Timeline And Actions For Families
Age | Goal | Action |
---|---|---|
Birth to 1 month | Complete newborn screen | Attend inpatient screen; return for rescreen if needed |
By 3 months | Confirm diagnosis | Finish full audiology testing if rescreen not passed |
By 6 months | Start early intervention | Begin hearing care and family-centered services if eligible |
How Screening Methods Shape Results
A one-stage approach (using only OAE or only AABR) is simple but can trigger more false alarms. Two-stage pathways lower that signal. A common pattern is OAE during the birth stay, then AABR if a baby does not pass. That mix trims early “refers” and still catches nerve-pathway issues before families leave the hospital. Quality programs also track the final refer rate after rescreen, aiming for less than 4%.
Teams also watch for missed appointments, since lost follow-up hides true outcomes. Many programs now text reminders, offer Saturday slots, and coordinate with primary care to keep babies on the timeline.
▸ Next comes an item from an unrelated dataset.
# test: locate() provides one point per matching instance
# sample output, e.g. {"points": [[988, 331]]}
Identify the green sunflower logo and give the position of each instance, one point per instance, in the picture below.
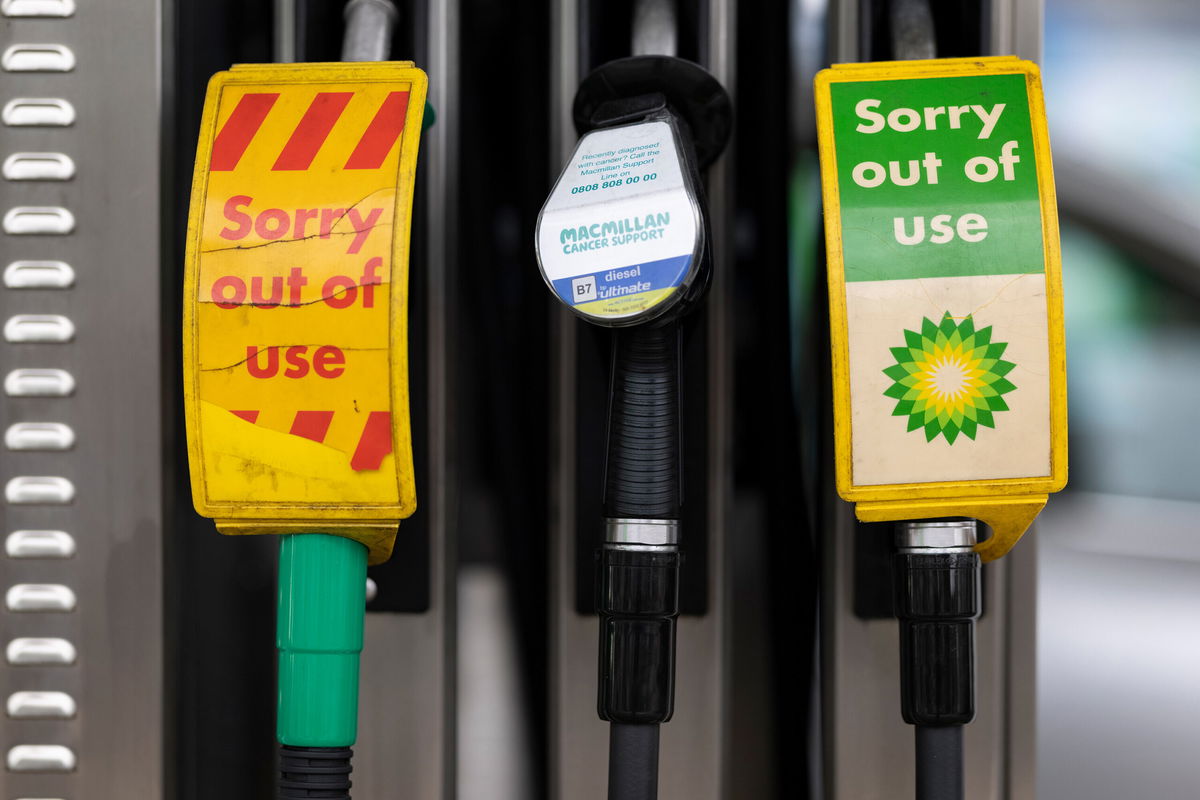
{"points": [[949, 378]]}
Risk Factors That Call For Extra Checks
Some babies pass at birth but still need added surveillance because certain risks raise the chance of later changes. Here are common ones clinicians watch:
- A stay in the NICU, especially with assisted ventilation or certain medicines
- Family history of early childhood hearing loss
- Head or face differences involving the ear canal or pinna
- Infection during pregnancy such as CMV
- Severe jaundice requiring exchange transfusion
- Suspected developmental concerns tied to hearing
Babies with one or more of these risks need repeat hearing checks on a set schedule even if they passed as newborns.
How To Prepare For A Repeat Screen
Small steps help the rescreen go smoothly. Time the visit so your baby arrives sleepy and fed. Dress your newborn in a loose-neck outfit so the tester can place sensors with minimal fuss. Bring a swaddle blanket and a pacifier if you use one. Ask for a quiet room, silence your phone, and keep voices low. If your baby wakes and cries, pause, settle, and resume. Calm babies give cleaner results.
Feeding And Sleep Timing
Plan a full feed 15–30 minutes before the appointment. Many babies drift into deep sleep during a burp and swaddle. That window is perfect for placing the ear probe and sensors. If your baby tends to catnap, aim for the longest nap of the day. While you wait, rock gently rather than walking laps, which can rouse a light sleeper.
Quiet Room Setup
Ask the clinic to lower overhead noise and dim the lights. Turn off notification sounds on your phone and avoid conversation near the bassinet. If siblings join, bring a quiet toy and snacks so the room stays calm. A few minutes of stillness can decide whether the device records clean responses on the first pass.
When Hearing Loss Is Confirmed
Some infants will show reduced hearing on the full exam. Your audiologist will explain the type and degree of loss and outline choices. Options can include hearing aids, bone-conduction devices, or cochlear implants for eligible babies. Early intervention coaches families on communication and listening at home. With consistent follow-up, children with hearing loss can develop strong language and connect well with the world around them.
Bottom Line For Newborn Hearing Test Results
A “refer” on the first screen is common enough to be expected, and most newborns who don’t pass at birth pass the repeat. The path is straightforward: rescreen soon, complete the diagnostic visit if needed, and start services early if hearing loss is confirmed. Quick action keeps your baby on track for speech, language, and learning.